PST (Politiets sikkerhetstjeneste) had sought to keep Botsjkarjov in custody for at least another two weeks, while it continued to investigate the charges against him. Botsjkarjov was arrested at Oslo’s main airport at Gardermoen after leaving a seminar he’d attended at the Norwegian Parliament in late September, and charged with espionage after he’d been observed behaving suspiciously. Concerns rose that he had planted listening devices or some other means of surveillance in the Parliament building (Stortinget), and an investigation was launched.

Release order ‘unusual’ and under appeal
Botsjkarjov, age 51, had vigorously denied the charges against him and claimed it was all a “misunderstanding.” State broadcaster NRK reported on Thursday that the Oslo County Court (Oslo Tingrett) could find no grounds for continuing to keep him in custody.

His Norwegian defense attorney, Hege Aakre, admitted to being surprised that the court ordered her client’s release. “It’s unusual that a defense attorney is granted such a release in a custody case,” Aakre told NRK. “It shows how thin the evidence has been.” She also stressed that Botsjkarjov has cooperated with police under questioning and given what she claims is a “credible clarification” of his actions while inside Parliament.

Botsjkarjov can’t get on a plane out of Norway just yet, though.
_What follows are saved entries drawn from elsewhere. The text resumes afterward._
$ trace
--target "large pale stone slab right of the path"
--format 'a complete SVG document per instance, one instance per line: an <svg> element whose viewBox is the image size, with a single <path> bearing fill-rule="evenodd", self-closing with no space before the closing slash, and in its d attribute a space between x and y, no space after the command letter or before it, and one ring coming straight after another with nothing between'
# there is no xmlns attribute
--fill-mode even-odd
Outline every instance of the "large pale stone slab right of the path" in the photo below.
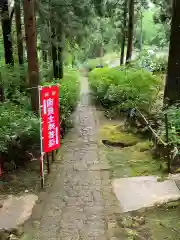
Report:
<svg viewBox="0 0 180 240"><path fill-rule="evenodd" d="M114 192L122 212L152 207L180 199L180 191L172 179L157 181L156 176L115 179Z"/></svg>

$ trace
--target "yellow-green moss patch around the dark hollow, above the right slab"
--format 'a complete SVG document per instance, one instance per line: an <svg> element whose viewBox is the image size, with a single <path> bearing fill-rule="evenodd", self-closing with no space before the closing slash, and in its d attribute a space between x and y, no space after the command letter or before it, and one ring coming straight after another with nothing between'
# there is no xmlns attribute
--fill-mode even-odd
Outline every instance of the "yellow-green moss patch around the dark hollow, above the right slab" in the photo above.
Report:
<svg viewBox="0 0 180 240"><path fill-rule="evenodd" d="M103 148L112 167L112 177L164 175L161 168L162 160L152 156L150 151L152 145L149 140L142 140L138 135L127 133L122 125L104 126L100 130L100 137L101 140L130 145L125 148Z"/></svg>

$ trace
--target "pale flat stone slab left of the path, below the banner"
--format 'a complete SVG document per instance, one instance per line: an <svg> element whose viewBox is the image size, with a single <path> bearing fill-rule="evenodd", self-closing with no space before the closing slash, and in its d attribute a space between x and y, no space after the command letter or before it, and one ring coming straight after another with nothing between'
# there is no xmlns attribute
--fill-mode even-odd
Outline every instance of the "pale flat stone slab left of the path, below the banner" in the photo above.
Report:
<svg viewBox="0 0 180 240"><path fill-rule="evenodd" d="M38 197L34 194L9 196L0 208L0 230L16 229L31 216Z"/></svg>

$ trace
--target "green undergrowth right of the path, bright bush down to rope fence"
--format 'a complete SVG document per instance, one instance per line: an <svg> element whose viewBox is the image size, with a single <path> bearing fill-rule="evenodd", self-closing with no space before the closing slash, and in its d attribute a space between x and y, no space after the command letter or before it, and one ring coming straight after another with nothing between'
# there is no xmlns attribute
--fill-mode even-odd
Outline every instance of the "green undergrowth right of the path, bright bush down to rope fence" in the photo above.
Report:
<svg viewBox="0 0 180 240"><path fill-rule="evenodd" d="M172 171L179 172L180 110L179 104L163 106L164 78L161 75L166 68L167 61L163 57L144 54L128 66L94 69L89 73L89 83L96 104L104 108L109 118L119 117L122 114L131 117L130 110L137 108L164 142L167 141L166 113L170 150L158 139L153 138L154 150L158 157L171 158ZM141 116L139 119L133 118L133 121L135 129L130 128L130 131L146 135L148 138L152 137Z"/></svg>

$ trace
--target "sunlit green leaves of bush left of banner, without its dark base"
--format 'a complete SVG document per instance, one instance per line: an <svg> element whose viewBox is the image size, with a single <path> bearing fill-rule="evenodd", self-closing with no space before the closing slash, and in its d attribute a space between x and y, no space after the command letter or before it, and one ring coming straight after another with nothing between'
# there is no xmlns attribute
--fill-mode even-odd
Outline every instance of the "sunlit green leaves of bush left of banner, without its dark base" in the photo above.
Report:
<svg viewBox="0 0 180 240"><path fill-rule="evenodd" d="M0 104L0 152L7 152L11 145L26 149L32 142L39 144L39 119L31 111L5 102ZM31 146L32 147L32 146Z"/></svg>

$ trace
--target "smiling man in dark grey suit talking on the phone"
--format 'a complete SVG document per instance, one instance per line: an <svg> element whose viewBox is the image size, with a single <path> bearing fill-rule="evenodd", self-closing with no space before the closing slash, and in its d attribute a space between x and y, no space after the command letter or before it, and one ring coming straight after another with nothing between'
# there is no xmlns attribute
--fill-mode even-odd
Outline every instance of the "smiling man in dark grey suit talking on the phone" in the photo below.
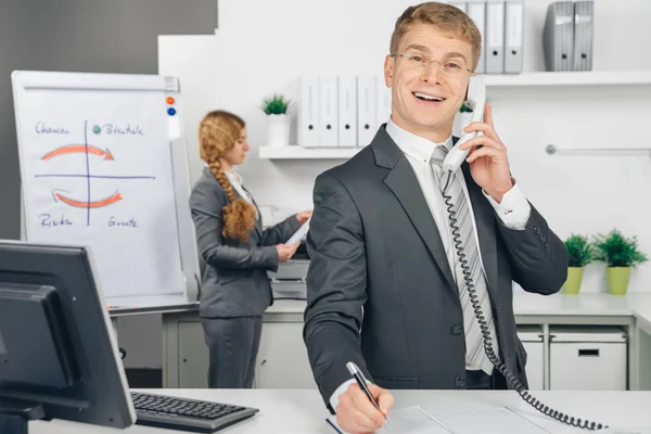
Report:
<svg viewBox="0 0 651 434"><path fill-rule="evenodd" d="M441 163L456 142L452 122L480 48L459 9L408 8L385 60L391 118L369 146L316 180L304 340L323 400L347 432L384 423L388 388L512 387L486 356L464 271L495 355L525 387L512 282L546 295L565 281L564 245L511 177L488 104L484 122L464 129L483 135L462 145L471 152L446 190L467 269L459 264ZM347 361L372 383L382 412Z"/></svg>

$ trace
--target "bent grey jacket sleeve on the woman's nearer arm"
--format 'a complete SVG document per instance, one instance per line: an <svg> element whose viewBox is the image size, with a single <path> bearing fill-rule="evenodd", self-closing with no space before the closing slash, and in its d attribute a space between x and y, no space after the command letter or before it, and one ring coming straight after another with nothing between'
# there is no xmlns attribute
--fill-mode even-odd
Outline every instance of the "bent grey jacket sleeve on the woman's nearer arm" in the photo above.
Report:
<svg viewBox="0 0 651 434"><path fill-rule="evenodd" d="M190 195L190 209L196 243L203 260L215 268L278 269L278 251L275 246L227 245L221 230L221 208L228 203L219 186L199 183Z"/></svg>

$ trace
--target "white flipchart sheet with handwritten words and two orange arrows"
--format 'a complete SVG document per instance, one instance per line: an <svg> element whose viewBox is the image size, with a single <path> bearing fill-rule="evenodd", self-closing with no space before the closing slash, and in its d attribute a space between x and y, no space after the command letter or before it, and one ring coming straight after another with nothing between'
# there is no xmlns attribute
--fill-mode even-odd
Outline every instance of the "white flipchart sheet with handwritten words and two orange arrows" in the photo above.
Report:
<svg viewBox="0 0 651 434"><path fill-rule="evenodd" d="M34 89L22 103L29 240L90 246L108 296L180 291L164 92Z"/></svg>

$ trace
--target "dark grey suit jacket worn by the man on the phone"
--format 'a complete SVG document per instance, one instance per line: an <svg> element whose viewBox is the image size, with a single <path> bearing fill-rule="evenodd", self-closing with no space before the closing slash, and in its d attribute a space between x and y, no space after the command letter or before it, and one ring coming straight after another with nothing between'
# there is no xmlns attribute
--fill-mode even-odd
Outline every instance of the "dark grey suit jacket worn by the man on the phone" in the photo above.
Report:
<svg viewBox="0 0 651 434"><path fill-rule="evenodd" d="M350 379L347 361L390 390L465 387L458 290L413 169L384 127L370 146L321 174L314 189L304 340L329 408L332 393ZM507 228L468 163L462 169L500 359L527 386L512 281L527 292L558 292L567 272L565 247L533 206L525 230Z"/></svg>

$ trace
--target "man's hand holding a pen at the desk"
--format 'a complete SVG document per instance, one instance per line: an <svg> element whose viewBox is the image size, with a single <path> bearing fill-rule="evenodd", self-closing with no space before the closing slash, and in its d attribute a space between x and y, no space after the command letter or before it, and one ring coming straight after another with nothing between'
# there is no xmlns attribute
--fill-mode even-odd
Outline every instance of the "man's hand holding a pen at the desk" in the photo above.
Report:
<svg viewBox="0 0 651 434"><path fill-rule="evenodd" d="M356 383L350 384L348 390L340 396L339 405L334 411L336 412L336 423L345 432L369 434L384 425L385 417L391 411L394 397L391 392L374 384L369 384L369 391L382 411L378 411L373 403Z"/></svg>

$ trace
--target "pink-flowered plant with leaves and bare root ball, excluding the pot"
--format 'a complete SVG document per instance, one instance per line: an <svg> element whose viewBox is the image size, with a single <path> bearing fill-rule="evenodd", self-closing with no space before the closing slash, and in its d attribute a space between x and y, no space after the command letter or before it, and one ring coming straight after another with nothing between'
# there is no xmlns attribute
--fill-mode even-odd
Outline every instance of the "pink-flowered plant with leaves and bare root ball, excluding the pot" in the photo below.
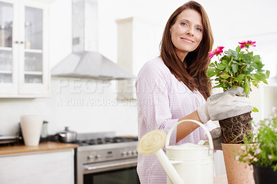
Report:
<svg viewBox="0 0 277 184"><path fill-rule="evenodd" d="M224 47L219 46L208 53L210 58L216 55L219 59L219 62L212 62L207 71L208 77L213 77L210 81L215 81L216 85L213 88L222 88L226 91L241 86L244 88L245 96L248 97L251 86L258 87L261 81L267 84L269 71L262 70L264 64L260 61L260 55L253 55L253 51L249 51L249 47L255 46L255 43L239 42L240 46L235 50L225 51L225 54L223 54ZM258 109L254 108L253 111ZM244 136L252 130L250 120L251 112L220 120L223 142L233 144L243 142Z"/></svg>

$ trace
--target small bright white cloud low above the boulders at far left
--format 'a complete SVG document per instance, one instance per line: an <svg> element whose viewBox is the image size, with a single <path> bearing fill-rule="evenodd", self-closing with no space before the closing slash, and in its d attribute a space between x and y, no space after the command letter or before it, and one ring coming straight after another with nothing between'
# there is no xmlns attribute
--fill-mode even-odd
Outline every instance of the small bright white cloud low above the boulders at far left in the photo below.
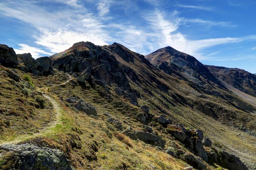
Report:
<svg viewBox="0 0 256 170"><path fill-rule="evenodd" d="M40 48L31 47L27 44L18 44L18 45L20 46L20 48L14 49L16 54L30 53L33 58L39 58L41 54L52 55L51 53L46 52Z"/></svg>

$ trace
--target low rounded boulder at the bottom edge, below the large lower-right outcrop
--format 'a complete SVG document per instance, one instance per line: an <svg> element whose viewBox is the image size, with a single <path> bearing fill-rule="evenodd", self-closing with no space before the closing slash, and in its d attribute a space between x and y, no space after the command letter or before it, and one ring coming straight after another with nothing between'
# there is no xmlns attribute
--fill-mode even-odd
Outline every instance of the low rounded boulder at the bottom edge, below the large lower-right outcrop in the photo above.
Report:
<svg viewBox="0 0 256 170"><path fill-rule="evenodd" d="M195 167L196 169L199 170L204 170L206 169L206 165L204 164L204 162L201 160L201 158L196 157L192 154L189 153L185 153L182 157L182 159L184 161L186 161L189 165L192 165L193 167Z"/></svg>

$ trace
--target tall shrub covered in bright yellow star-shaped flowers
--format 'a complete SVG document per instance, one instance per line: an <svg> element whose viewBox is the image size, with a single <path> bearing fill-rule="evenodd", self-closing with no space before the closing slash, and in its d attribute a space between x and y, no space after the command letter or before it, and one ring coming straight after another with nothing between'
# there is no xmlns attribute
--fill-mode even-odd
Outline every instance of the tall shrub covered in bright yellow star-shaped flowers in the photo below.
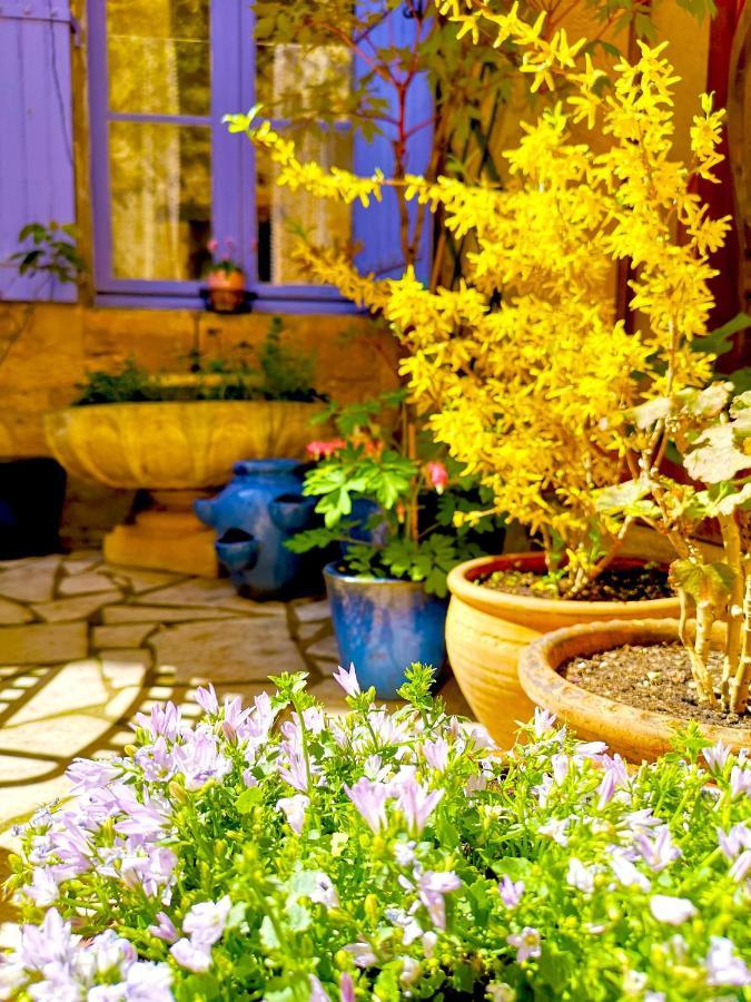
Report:
<svg viewBox="0 0 751 1002"><path fill-rule="evenodd" d="M472 235L466 281L432 291L411 269L378 281L336 250L303 243L298 254L317 281L393 324L407 350L412 399L437 441L491 490L495 511L541 538L551 580L575 597L613 561L629 528L624 520L613 532L596 501L634 460L614 415L711 377L713 356L691 342L706 333L708 257L729 220L710 218L694 178L713 179L722 112L702 98L693 161L678 163L675 78L663 47L642 45L633 65L617 63L607 89L581 55L584 40L546 33L543 14L531 23L517 4L504 13L460 0L437 7L462 35L515 47L532 90L563 88L505 153L502 188L405 179L406 197L441 212L456 238ZM347 203L379 198L388 185L300 163L268 122L235 116L231 128L268 151L279 184ZM620 261L633 268L634 333L614 315Z"/></svg>

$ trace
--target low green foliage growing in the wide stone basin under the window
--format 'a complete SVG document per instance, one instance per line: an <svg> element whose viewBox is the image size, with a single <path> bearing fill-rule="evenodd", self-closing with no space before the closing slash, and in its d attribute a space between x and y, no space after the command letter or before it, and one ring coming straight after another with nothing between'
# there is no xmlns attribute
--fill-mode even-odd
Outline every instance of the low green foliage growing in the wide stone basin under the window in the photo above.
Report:
<svg viewBox="0 0 751 1002"><path fill-rule="evenodd" d="M128 358L118 372L90 372L76 405L170 400L324 400L313 389L315 358L286 345L284 324L275 316L256 360L214 358L192 353L191 373L160 376ZM247 346L246 346L247 347Z"/></svg>

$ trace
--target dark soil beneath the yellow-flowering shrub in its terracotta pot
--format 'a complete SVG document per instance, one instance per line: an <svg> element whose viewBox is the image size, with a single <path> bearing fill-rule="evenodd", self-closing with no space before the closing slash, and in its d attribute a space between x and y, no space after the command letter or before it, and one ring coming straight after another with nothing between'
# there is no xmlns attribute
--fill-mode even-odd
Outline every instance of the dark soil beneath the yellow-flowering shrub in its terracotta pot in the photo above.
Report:
<svg viewBox="0 0 751 1002"><path fill-rule="evenodd" d="M521 566L504 568L475 579L475 584L502 591L506 595L523 595L533 598L556 599L557 592L552 581L536 571ZM646 599L670 598L673 591L668 581L668 571L656 563L633 566L625 563L609 568L599 578L571 596L579 602L638 602Z"/></svg>

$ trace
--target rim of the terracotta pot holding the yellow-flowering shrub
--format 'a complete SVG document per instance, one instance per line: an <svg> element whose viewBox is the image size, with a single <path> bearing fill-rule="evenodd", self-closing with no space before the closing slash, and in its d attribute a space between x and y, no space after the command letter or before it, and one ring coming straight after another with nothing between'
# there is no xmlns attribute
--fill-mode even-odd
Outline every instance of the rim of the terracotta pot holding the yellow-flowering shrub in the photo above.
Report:
<svg viewBox="0 0 751 1002"><path fill-rule="evenodd" d="M622 557L616 559L615 566L636 567L649 562L636 557ZM669 596L661 599L638 599L626 602L580 602L574 599L538 598L534 595L512 595L507 591L496 591L493 588L483 588L475 584L475 580L483 573L508 567L513 563L527 564L530 569L544 568L544 556L540 552L504 553L497 557L476 557L474 560L465 560L448 572L447 583L452 595L462 599L468 606L491 615L503 617L504 612L523 612L534 609L535 612L550 612L561 615L567 612L572 618L576 615L582 618L609 619L620 617L626 609L643 610L644 618L651 615L660 616L671 610L678 612L678 598Z"/></svg>

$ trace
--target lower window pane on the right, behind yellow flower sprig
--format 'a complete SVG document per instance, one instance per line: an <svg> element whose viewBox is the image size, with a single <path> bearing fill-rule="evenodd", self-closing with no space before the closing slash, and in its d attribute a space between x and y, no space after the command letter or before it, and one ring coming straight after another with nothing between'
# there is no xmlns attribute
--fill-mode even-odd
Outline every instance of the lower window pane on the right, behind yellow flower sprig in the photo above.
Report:
<svg viewBox="0 0 751 1002"><path fill-rule="evenodd" d="M348 131L299 136L297 150L300 159L317 160L324 167L352 167ZM278 168L265 154L256 155L256 169L258 278L280 285L309 284L291 259L297 236L290 227L302 226L313 244L345 246L352 238L352 210L328 198L277 187Z"/></svg>

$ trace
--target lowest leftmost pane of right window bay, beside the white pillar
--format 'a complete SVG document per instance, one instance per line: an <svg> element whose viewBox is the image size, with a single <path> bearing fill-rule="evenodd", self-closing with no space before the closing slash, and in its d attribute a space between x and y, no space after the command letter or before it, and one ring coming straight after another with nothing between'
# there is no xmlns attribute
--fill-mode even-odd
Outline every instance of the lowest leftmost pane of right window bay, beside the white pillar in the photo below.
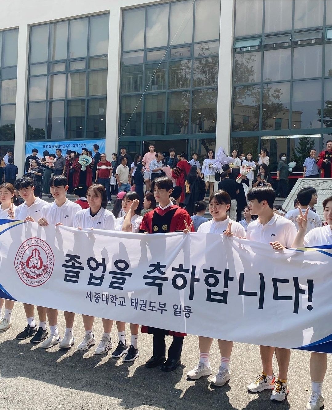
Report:
<svg viewBox="0 0 332 410"><path fill-rule="evenodd" d="M233 131L255 131L259 129L259 107L261 87L244 85L234 87Z"/></svg>

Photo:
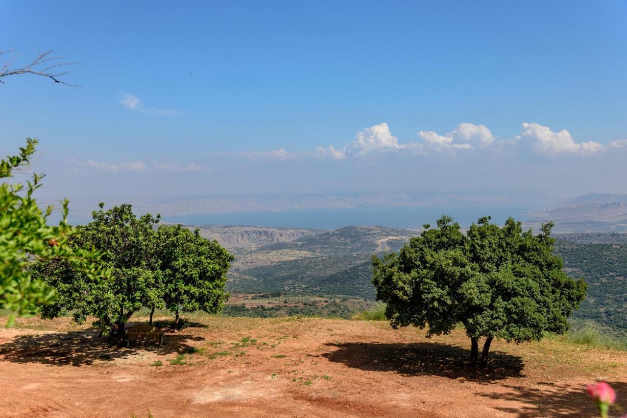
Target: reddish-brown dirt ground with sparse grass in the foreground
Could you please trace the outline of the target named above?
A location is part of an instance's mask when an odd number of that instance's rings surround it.
[[[587,417],[595,380],[627,407],[623,352],[497,341],[490,367],[469,370],[462,330],[190,319],[162,348],[110,347],[68,318],[20,320],[0,331],[0,417]]]

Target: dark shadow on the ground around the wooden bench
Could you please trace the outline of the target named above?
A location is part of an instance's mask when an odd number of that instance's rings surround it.
[[[130,357],[139,350],[167,355],[191,350],[189,341],[201,341],[182,333],[167,335],[167,344],[145,342],[130,348],[110,345],[107,337],[98,337],[99,330],[55,332],[41,335],[19,335],[12,342],[0,345],[1,360],[16,363],[38,362],[46,365],[89,365],[95,360]]]

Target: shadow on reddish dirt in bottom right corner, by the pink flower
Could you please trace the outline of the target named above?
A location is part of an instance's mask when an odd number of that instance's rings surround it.
[[[594,382],[590,382],[594,383]],[[616,404],[627,408],[627,383],[608,382],[616,390]],[[582,385],[554,385],[538,382],[535,387],[504,385],[506,393],[478,393],[490,399],[510,400],[519,403],[516,407],[495,407],[497,410],[514,414],[518,418],[535,417],[598,417],[595,402]],[[520,405],[522,404],[522,405]],[[627,410],[616,407],[610,416],[622,415]]]

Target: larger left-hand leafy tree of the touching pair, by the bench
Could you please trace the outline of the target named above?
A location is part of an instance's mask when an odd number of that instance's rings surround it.
[[[78,323],[87,316],[98,318],[95,326],[122,335],[124,325],[142,306],[150,306],[162,295],[161,271],[156,257],[154,226],[150,214],[137,217],[129,204],[92,212],[93,221],[78,226],[75,248],[93,246],[102,251],[102,264],[111,279],[93,281],[63,260],[36,263],[36,274],[55,288],[55,303],[43,308],[53,318],[71,311]]]

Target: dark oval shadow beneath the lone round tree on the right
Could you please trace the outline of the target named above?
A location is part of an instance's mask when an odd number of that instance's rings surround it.
[[[485,368],[467,367],[470,350],[435,342],[421,343],[327,343],[336,347],[322,354],[332,362],[376,372],[397,372],[404,376],[435,375],[475,382],[524,377],[522,358],[491,352]]]

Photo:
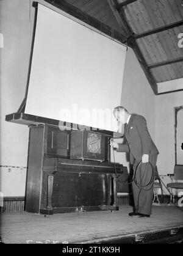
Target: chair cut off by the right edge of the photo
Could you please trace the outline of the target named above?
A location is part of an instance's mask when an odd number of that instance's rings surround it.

PST immediately appealed the custody release order and asked that he remain in jail until the appeal is considered and another ruling is in place.

Spy swap speculation
The case has also been linked to Russian officials’ arrest of a Norwegian man in Moscow last December. Frode Berg, a retired border inspector from Kirkenes, has been held in a Moscow prison ever since, charged with espionage. Berg fears he was “duped” into being a courier for Norwegian intelligence, and his hopes rose that Botsjkarjov’s arrest in Oslo would lead to a swap.

PST adamantly denies it arrested Botsjkarjov as a means of getting the Russians to release Berg. “This is solely about information PST received regarding the seminar at the Parliament,” prosecutor Kathrine Tonstad told NRK on Thursday. She said PST simply needs more time to conclude its investigation of Botsjkarjov’s activities at the Norwegian Parliament.